Resulta pertinente destaca que la propia defensora del Ministerio de Hacienda en su alegato de conclusión afirma que ``puede apreciarse a través de toda la operación contable que fue Malterías Unidas S.A. quien tramitó toda la importación de cebada francesa y quien canceló todos los derechos y se sometió a los créditos y obligaciones necesarios en esta transferenciá'', llegando a la conclusión, respaldada en otras observaciones, de que el rubro en cuestión debe ser aceptado.

De manera adicional la Sala observa que en el fondo de este debate estuvo jugando papel sin que fuera advertido por las partes litigantes, el concepto jurídico de la “posesión” que en derecho tributario tiene consagración especial en el artículo 110 del Decreto 2053/74 y según el cual

“Se entiende por posesión, para los efectos del presente decreto, el aprovechamiento económico potencial o real de cualquier bien en beneficio del contribuyente.

Se presume que quien aparezca como propietario o usufructuario de un bien lo aprovecha económicamente en su propio benefició''.

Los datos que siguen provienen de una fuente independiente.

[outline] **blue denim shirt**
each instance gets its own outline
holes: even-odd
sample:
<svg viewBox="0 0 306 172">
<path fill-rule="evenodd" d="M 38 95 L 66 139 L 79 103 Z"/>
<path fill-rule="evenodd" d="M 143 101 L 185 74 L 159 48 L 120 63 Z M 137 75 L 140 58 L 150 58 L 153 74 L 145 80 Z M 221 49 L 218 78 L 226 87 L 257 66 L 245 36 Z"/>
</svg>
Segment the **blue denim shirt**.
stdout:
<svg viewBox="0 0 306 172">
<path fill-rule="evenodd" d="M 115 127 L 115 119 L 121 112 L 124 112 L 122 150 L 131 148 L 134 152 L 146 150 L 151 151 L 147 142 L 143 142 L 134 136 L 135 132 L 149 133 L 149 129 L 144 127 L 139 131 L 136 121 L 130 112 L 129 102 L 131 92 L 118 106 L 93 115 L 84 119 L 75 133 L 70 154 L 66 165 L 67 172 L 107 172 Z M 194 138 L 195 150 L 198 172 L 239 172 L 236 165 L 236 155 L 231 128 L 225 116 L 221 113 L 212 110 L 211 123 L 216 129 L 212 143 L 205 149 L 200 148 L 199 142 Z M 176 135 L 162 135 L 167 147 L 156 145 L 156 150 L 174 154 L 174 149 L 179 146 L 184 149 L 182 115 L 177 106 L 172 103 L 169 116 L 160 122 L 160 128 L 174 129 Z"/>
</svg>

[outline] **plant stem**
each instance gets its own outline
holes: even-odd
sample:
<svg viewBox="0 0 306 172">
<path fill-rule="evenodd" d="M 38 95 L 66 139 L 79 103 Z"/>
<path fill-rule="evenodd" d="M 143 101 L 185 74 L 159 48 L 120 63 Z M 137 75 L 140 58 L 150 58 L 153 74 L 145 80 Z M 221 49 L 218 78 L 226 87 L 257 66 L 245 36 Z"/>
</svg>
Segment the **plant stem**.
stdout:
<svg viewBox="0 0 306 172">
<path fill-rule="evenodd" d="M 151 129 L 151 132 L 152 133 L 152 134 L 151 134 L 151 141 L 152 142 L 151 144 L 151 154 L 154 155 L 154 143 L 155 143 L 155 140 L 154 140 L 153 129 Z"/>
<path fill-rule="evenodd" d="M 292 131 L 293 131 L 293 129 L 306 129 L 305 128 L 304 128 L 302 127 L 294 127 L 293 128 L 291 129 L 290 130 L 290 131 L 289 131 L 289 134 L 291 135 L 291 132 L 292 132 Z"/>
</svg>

Un recto entendimiento de esta norma indica que la presunción de usufructo por parte del titular de un bien, admite prueba en contrario y que para efectos tributarios el aprovechamiento económico, potencial o real, en beneficio del contribuyente, es lo que distingue la “posesión''''. De ahí puede deducirse que para efectos tributarios vale más la explotación real (la posesión material en términos civilistas) que la titularidad jurídica. De otra manera no podrían someterse a gravamen las rentas obtenidas en actividades ilícitas o con bienes obtenidos en igual forma, ni sería gravable la venta de cosa ajena en cabeza de quien aprovechó el ingreso, sino del dueño.

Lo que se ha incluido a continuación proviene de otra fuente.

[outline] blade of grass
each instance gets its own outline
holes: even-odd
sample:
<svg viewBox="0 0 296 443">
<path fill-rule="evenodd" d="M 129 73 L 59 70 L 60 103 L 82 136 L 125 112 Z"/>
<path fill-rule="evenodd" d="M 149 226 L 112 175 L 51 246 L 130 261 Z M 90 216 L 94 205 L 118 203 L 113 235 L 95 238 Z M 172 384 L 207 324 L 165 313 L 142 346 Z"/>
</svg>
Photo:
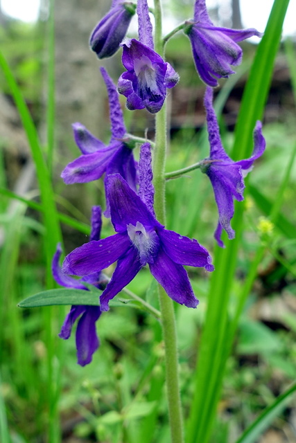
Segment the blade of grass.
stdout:
<svg viewBox="0 0 296 443">
<path fill-rule="evenodd" d="M 234 157 L 245 158 L 252 150 L 252 134 L 263 113 L 288 0 L 275 0 L 265 33 L 259 45 L 243 98 L 235 132 Z M 243 204 L 236 206 L 233 226 L 236 238 L 215 250 L 204 329 L 195 374 L 187 442 L 207 443 L 216 415 L 227 358 L 228 304 L 243 230 Z"/>
<path fill-rule="evenodd" d="M 272 424 L 290 401 L 296 391 L 296 383 L 281 394 L 268 408 L 266 408 L 252 425 L 245 431 L 236 443 L 254 443 L 258 437 Z"/>
<path fill-rule="evenodd" d="M 0 194 L 2 194 L 2 195 L 6 195 L 10 199 L 15 199 L 16 200 L 19 200 L 19 201 L 23 201 L 24 203 L 26 203 L 27 206 L 31 208 L 32 209 L 34 209 L 35 210 L 37 210 L 39 212 L 43 212 L 44 210 L 42 205 L 40 205 L 39 203 L 33 201 L 28 198 L 21 197 L 20 195 L 18 195 L 15 192 L 13 192 L 12 191 L 10 191 L 8 189 L 3 189 L 0 188 Z M 60 213 L 58 213 L 58 217 L 59 220 L 64 224 L 74 228 L 77 230 L 79 230 L 80 233 L 82 233 L 82 234 L 89 235 L 90 227 L 86 224 L 78 222 L 71 217 L 69 217 L 66 214 L 61 214 Z"/>
</svg>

Se observa en todo el proceso de análisis y crítica contable que los funcionarios en su afán de mostrar la falta de titularidad en la documentación, lo que lograron fue resaltar y confirmar la utilización física y real de la cebada francesa por parte de la compañía revisada y no por sus titulares en la documentación.

En consideración a lo expuesto se acepta este costo por valor de $ 131.322.720».

(Sentencia de noviembre 1º de 1991. Expediente 0203. Consejero Ponente: Dr. Jaime Abella Zárate).